D.C. Circuit Court Upholds Constitutionality of CFPB’s Single-Director Structure

The D.C. Circuit Court of Appeals has determined that the Consumer Financial Protection Bureau’s current single-director structure is constitutional.  In a reversal of an earlier ruling, the decision preserves the current structure of the agency, protecting the CFPB director from removal by the President without cause.


PHH Mortgage Corp., a lending company that was fined by the CFPB in 2015 brought the challenge to the constitutionality of the CFPB’s management structure.  In its October 2016 decision in favor of PHH, the three-judge D.C. Circuit panel ruled that a sole director serving a five-year term would make it insufficiently accountable to the President.


But the decision of the full, en banc D.C. Circuit Court on January 31, 2018 upheld the constitutionality of the agency’s design.  In the Court’s opinion, The Honorable Nina Pillard wrote that the President does not enjoy “illimitable power of removal” over such agencies as the CFPB.  The Court affirmed Congress’s original vision for the agency, concluding that, “civil regulation of consumer financial protection should be kept one step removed from political winds and political will.”
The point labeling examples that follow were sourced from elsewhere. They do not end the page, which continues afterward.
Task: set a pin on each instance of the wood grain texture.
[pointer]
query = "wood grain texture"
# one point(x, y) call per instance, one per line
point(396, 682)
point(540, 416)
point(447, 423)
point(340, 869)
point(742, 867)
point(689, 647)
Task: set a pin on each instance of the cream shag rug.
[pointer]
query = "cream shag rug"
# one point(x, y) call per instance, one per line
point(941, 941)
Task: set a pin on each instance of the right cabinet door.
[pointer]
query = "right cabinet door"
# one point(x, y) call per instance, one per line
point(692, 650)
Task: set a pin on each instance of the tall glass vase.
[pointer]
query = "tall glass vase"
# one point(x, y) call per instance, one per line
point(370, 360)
Opponents of the CFPB have persistently targeted its centralized structure.  A bipartisan bill introduced in Congress in March proposed that the Bureau’s single director be replaced by a presidentially appointed five-member commission, a measure arguably designed to dilute the agency’s efficacy.  Attacks on the CFPB are likely to continue, even as the legitimacy of its Trump-appointed director, Mick Mulvaney, remains in question.